Unctad proposes import-substitution strategy for South Africa

21st September 2016 By: Terence Creamer - Creamer Media Editor

Unctad proposes import-substitution strategy for South Africa

Photo by: Duane Daws

African economies will grow on average by only 2% in 2016 and South Africa by just 0.3%, the United Nations Conference on Trade and Development’s (Unctad’s) latest Trade and Development Report states. North Africa will expand by 1.7% and sub-Saharan Africa by 2.8%, excluding South Africa.

The Geneva-based body argues that economic slowdown in the advanced economies is the biggest drag on global growth and that developing countries are caught in the downdraft. Unctad expects the US and the Eurozone to grow by 1.6%, while Japan is expected to stagnate at just 0.7%. China is forecast to grow by 6.7%.

“The loss of economic momentum in the advanced economies is having knock-on effects on developing countries, which will grow on average less than 4% this year, some 2.5 percentage points below the precrisis figure,” Unctad stated.

Global growth is expected to fall below the 2.5% registered in 2014 and 2015.
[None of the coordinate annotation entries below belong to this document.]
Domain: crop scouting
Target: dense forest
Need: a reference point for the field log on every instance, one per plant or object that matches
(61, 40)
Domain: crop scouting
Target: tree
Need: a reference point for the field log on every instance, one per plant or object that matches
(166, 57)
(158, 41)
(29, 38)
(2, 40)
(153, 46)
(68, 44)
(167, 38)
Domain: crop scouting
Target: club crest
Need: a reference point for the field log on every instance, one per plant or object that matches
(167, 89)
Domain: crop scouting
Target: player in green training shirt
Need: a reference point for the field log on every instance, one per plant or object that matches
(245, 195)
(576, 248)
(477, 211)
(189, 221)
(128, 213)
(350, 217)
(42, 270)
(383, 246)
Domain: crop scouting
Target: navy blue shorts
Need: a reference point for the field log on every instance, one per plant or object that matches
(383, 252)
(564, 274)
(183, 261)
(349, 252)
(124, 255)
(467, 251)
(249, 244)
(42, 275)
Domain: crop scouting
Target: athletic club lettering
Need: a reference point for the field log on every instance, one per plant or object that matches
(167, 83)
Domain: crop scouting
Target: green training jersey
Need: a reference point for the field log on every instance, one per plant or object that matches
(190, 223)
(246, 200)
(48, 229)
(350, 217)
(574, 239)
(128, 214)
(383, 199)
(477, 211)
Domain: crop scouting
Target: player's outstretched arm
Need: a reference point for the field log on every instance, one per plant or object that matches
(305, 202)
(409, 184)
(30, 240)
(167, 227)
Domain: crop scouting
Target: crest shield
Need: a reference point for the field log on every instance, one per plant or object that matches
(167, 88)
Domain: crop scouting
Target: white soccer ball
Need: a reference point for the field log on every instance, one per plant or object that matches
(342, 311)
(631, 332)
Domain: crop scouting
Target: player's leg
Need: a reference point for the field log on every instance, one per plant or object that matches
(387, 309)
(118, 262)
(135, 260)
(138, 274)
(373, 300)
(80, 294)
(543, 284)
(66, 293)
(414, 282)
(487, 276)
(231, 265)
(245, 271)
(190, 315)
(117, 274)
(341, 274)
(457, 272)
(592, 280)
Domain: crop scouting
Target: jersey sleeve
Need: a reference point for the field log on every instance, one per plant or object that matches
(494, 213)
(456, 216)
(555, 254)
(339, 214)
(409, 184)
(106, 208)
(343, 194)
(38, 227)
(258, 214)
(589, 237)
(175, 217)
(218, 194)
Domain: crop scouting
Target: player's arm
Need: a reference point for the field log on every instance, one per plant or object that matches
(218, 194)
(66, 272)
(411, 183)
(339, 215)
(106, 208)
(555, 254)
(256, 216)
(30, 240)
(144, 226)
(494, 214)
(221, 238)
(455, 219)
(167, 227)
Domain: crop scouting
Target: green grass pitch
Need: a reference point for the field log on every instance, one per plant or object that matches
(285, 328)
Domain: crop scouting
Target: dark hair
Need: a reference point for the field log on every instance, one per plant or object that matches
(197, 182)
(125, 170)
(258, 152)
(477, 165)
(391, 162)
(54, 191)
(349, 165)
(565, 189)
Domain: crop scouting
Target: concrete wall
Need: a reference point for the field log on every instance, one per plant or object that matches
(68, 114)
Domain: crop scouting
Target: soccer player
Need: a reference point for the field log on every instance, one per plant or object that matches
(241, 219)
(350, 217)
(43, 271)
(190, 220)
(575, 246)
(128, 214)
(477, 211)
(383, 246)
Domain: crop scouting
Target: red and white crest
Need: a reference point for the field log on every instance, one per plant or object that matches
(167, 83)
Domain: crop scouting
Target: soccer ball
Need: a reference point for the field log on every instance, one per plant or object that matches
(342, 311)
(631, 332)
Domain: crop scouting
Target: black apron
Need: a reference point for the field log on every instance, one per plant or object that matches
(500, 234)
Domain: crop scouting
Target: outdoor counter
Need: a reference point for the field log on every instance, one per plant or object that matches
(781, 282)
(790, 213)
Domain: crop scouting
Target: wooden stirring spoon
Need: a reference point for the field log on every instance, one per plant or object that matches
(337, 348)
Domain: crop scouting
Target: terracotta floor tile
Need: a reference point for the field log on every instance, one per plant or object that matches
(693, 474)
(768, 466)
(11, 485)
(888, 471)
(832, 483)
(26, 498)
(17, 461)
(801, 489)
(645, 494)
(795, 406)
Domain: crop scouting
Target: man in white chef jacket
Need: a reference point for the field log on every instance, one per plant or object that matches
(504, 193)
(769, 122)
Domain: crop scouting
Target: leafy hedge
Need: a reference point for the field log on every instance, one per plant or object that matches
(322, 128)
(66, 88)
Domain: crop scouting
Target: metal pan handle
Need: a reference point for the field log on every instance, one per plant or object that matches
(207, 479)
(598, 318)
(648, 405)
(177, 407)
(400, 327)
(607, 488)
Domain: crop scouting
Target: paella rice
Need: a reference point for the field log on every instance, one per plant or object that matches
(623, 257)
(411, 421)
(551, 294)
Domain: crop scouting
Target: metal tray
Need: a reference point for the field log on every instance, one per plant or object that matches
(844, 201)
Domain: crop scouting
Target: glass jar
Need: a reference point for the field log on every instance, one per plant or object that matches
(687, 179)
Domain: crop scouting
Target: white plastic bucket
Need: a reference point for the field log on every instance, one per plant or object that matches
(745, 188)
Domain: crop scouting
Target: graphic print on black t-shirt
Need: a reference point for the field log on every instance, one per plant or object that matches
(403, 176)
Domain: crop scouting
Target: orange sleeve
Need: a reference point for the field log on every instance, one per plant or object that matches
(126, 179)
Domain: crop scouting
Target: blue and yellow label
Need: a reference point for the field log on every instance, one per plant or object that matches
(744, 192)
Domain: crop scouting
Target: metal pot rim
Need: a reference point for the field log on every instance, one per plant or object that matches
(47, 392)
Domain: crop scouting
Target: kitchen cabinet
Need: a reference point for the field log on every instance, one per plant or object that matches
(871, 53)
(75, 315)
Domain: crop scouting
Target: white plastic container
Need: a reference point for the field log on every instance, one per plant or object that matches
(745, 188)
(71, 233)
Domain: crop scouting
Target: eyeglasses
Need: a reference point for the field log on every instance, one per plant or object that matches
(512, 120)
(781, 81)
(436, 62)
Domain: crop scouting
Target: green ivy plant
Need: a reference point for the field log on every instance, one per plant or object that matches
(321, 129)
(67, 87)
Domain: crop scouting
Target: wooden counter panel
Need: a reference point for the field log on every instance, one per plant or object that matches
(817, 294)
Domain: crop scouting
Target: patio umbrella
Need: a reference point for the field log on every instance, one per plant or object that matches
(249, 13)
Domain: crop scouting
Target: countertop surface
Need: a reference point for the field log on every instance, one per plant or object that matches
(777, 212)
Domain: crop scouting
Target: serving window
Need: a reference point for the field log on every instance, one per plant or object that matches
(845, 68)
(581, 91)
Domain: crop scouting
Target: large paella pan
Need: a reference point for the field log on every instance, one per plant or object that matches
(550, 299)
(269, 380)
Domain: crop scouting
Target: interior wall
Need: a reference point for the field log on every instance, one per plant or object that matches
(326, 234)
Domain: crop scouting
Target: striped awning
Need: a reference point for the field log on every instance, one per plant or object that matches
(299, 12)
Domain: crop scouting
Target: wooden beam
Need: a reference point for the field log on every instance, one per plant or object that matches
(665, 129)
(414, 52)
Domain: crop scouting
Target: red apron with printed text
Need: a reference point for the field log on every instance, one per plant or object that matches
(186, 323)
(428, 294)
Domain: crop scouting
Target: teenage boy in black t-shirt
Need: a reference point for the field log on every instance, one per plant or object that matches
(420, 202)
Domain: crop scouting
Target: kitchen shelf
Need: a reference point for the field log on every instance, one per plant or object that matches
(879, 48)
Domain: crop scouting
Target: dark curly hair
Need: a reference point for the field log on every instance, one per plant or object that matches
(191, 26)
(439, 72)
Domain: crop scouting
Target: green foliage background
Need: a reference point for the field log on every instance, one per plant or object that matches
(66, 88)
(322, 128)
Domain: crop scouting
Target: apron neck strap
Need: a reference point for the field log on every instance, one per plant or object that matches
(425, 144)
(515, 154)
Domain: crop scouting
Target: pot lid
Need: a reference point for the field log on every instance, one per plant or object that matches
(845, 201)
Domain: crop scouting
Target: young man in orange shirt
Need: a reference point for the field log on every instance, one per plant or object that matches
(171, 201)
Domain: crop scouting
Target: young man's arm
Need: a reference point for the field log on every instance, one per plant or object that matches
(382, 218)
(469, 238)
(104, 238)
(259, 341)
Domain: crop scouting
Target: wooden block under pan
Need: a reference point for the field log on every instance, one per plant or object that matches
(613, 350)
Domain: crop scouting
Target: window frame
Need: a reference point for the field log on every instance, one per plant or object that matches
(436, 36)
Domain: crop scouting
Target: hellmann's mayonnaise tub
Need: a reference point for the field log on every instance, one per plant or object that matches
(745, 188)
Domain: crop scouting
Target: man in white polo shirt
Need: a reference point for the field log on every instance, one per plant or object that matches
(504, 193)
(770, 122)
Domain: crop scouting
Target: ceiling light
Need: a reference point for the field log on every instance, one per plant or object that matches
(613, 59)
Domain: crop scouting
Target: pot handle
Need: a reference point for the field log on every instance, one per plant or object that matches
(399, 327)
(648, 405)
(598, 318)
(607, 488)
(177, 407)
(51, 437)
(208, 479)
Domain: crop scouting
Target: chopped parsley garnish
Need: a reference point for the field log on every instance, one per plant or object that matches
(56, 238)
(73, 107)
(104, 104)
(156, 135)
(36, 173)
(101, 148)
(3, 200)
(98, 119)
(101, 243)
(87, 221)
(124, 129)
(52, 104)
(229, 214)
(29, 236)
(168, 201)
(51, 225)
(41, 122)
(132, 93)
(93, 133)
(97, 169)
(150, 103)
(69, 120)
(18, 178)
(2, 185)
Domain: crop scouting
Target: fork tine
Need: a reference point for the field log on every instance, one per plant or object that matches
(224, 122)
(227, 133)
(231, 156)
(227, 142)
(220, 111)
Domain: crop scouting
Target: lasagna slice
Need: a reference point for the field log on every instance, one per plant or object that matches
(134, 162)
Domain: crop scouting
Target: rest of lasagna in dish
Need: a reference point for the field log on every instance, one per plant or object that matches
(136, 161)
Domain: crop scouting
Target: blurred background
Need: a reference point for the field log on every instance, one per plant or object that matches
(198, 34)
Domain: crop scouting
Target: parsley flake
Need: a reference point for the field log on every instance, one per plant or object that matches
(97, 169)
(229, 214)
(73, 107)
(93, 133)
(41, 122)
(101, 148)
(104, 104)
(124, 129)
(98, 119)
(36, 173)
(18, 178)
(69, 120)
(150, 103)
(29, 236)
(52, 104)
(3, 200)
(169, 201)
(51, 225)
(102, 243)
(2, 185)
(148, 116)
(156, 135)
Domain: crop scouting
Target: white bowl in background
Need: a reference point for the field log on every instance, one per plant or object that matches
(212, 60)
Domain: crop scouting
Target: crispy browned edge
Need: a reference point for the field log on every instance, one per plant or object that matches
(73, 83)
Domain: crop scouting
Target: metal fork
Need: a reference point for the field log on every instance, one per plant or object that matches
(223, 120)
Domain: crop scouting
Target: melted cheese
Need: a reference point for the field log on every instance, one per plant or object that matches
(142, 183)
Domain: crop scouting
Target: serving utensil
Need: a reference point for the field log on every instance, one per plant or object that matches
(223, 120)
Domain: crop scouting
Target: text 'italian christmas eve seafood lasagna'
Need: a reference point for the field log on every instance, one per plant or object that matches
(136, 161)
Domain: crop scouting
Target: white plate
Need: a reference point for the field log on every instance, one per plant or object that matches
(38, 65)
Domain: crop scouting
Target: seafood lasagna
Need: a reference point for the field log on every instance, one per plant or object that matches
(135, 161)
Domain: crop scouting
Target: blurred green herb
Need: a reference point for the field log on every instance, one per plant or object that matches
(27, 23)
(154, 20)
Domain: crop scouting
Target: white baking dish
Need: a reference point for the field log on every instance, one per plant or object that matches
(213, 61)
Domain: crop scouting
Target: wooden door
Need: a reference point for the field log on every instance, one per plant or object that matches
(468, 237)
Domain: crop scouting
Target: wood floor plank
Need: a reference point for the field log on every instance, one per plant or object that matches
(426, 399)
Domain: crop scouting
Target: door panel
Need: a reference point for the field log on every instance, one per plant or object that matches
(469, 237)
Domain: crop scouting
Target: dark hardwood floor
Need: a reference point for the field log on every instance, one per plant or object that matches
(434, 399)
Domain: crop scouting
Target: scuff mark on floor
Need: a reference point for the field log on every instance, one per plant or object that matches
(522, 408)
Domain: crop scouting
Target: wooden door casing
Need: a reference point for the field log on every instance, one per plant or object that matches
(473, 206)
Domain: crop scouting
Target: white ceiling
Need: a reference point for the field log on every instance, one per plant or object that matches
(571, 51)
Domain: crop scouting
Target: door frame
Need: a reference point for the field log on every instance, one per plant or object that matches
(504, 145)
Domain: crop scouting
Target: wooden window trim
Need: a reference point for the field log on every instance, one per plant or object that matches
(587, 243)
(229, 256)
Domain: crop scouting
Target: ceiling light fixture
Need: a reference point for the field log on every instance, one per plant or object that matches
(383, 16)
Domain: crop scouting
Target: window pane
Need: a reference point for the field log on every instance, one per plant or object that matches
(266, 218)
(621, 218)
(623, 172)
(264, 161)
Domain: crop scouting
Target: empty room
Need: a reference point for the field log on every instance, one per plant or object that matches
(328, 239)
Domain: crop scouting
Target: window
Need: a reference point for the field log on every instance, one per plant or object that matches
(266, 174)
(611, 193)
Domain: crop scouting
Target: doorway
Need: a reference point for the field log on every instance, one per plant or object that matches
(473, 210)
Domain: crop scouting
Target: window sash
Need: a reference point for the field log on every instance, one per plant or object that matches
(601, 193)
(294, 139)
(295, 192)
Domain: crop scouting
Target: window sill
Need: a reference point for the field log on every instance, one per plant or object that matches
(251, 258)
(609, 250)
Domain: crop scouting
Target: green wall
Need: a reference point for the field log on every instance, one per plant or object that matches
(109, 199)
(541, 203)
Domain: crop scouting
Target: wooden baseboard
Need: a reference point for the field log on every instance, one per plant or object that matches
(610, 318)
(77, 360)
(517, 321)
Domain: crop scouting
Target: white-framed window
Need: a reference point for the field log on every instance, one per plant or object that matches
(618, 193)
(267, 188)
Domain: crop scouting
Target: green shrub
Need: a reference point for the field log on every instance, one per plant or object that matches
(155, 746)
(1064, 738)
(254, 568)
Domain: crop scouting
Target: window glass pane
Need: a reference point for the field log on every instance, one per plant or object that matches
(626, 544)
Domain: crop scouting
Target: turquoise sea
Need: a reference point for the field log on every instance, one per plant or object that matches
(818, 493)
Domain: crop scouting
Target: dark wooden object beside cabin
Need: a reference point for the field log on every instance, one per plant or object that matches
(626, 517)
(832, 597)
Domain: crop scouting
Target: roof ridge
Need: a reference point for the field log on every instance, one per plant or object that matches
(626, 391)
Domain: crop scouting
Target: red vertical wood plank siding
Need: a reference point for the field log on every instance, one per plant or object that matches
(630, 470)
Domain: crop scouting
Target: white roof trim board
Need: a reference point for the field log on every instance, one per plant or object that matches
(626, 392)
In Africa, commodity producers are particularly vulnerable as the commodity cycle experiences a second year of a sharp downturn – the commodity price index is 5% below its 2003-2008 average.

Unctad argues that turning more towards the regional markets may offer important benefits, particularly in light of the fact that intra-African exports consist mostly of manufactures and processed commodities. “It thus has the potential to support industrialisation and diversification.”

In South Africa, Unctad says an imported intermediates substitution industrialisation strategy could also be used to cultivate domestic capabilities.

“This may require transforming export processing zones into more integrated industrial development parks with much stronger backward and forward linkages with the rest of the economy.”

The emphasis on import substitution has been made as global trade growth is forecast to slow to just 1.5% – a full percentage point lower than world output.

Unctad says the lack of global demand and stagnant real wages are the main problems behind the slowdown in international trade. “But if policymakers fail to mitigate the negative impacts of unchecked global market forces, then a turn to protectionism could trigger a vicious downward cycle affecting everyone.”

Advanced economies could help kick-start sustainable global growth by combining proactive fiscal policy, including on infrastructure spending, with supportive monetary policy and redistributive measures, the report asserts.

Developing countries, meanwhile, should build domestic demand, use regulation to protect themselves from the risks of financialisation in their domestic contexts and protect their policy and fiscal space to manage any unforeseen shocks.

The global economy needs a policy overhaul to move beyond a sixth straight year of sluggish growth, Unctad argues, adding that getting the world economy back on track requires that global leaders use bolder macroeconomic policies, strengthened regulation of finance and active industrial policies.